On Jan 22, 2025, the Concordia student body received a mass email from President Irvine, informing them that tuition would be increasing by $1,200 dollars in the 2025-26 school year, setting the price of tuition to an all-time high of $31,600.
Back in fall of 2021, Concordia lowered tuition by $15,000. The school’s website says this was an effort to address the “confusion and anxiety many students and families experience after decades of rising tuition prices.”
This new decision to raise tuition comes after the school reported a total loss of almost $12 million in the last (2022-23) fiscal year.
This information is public on the college’s 990 forms, which most nonprofit organizations must fill out.
In the 2022-23 fiscal year, the school reported its lowest inflow of cash (revenue) in over 15 years, clocking in at $93.7 million.
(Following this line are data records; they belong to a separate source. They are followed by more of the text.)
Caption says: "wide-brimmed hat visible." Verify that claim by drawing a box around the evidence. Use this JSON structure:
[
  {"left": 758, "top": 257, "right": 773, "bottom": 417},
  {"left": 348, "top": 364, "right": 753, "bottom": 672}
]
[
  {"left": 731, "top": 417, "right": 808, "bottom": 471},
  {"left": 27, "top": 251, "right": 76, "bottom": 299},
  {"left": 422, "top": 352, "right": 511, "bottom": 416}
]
This number is around a $12 million decrease from the 2021-22 fiscal year, and follows a trend of dropping revenue.
Revenue simply refers to money that is brought in by the college, by things like Dining Services, tuition, and donations.
So, what is the cause of this decreasing revenue?
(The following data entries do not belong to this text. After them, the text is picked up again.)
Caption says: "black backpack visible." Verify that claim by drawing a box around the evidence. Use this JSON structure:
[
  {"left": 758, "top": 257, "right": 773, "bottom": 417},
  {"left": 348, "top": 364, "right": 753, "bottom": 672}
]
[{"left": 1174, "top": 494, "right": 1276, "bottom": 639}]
The answer is a little bit tricky.
The short answer is it’s not as bad as it seems.
One main reason for this $12 million deficit is simply due to fluctuations in the stock market.
$10 million of the deficit was a drop in investment revenue, which is linked to the stock market.
“That number is not a loss of cash, or day to day operating funds,” says Rachel Clarke, VP for Finance and Administration.
She explains why the stock market can influence Concordia’s revenue so much.
The investment revenue is from Concordia’s endowment, which is a collective term for many of the larger donations that the college receives.
When larger donors, usually characterized by a donation of $25,000 or more, give the college a donation, they usually have a plan or guideline for how they want the money to be used.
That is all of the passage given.